Blue Origin completed a suborbital space mission on Wednesday, December 11, with the successful launch and landing of a New Shepard rocket. The launch was delayed by a day due to poor weather conditions.
This particular booster — part of a reusable system designed to cut the cost of spaceflight — launched for the sixth time from Blue Origin’s spaceport in the West Texas desert at t 12:53 p.m. ET, with the whole event streamed live by the company on YouTube. Blue Origin’s livestream (highlights below) showed New Shepard make a perfect touchdown 7 minutes and 25 seconds after launch, while the capsule, slowed by its parachutes before landing on the desert floor, landed 10 minutes and 10 seconds after launch.
Wednesday’s crewless mission marked the 12th flight overall for Blue Origin’s New Shepard, and the ninth time it’s launched with a commercial payload on board.
This time around, the rocket carried with it several NASA experiments, including a recycling technology payload called Oscar, supplied by NASA’s Kennedy Space Center. Oscar is designed to use common waste to create a mixture of gasses that can be used for propulsion or life support during a human mission into deep space.
Also on board was the winning art from a contest organized by Blue Origin in partnership with rock band OK Go that gave high school and middle school students a chance to send art experiments into space.
The rocket took with it thousands of postcards, too, sent by students to Blue Origin’s nonprofit Club for the Future whose mission is to inspire future generations to pursue careers in STEM (science, tech, engineering, and math) and help visualize the future of life in space.

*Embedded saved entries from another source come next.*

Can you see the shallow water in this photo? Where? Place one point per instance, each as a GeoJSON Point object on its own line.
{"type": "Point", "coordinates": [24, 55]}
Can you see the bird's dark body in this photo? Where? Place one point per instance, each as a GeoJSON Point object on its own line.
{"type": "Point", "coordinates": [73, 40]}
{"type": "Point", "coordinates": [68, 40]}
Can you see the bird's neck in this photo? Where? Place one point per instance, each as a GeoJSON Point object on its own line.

One of Blue Origin’s short-term goals is to use its rocket to launch space tourism services for moneyed individuals. Going by Wednesday’s mission, when the niche travel service finally gets off the ground, the passengers can expect to reach speeds of around 2,200 mph during the ascent. Following the separation of the crew capsule from the booster at around 250,000 feet, the capsule will go on to reach an altitude of around 340,000 feet — about 12,000 feet above the Karman Line that is widely considered as where space begins. At this point, anyone inside the capsule will experience several minutes of weightlessness as they enjoy what promises to be stunning views of Earth.
“As we move towards verifying New Shepard for human spaceflight, we are continuing to mature the safety and reliability of the vehicle,” the private spaceflight company, founded by Amazon chief Jeff Bezos, said following this week’s mission.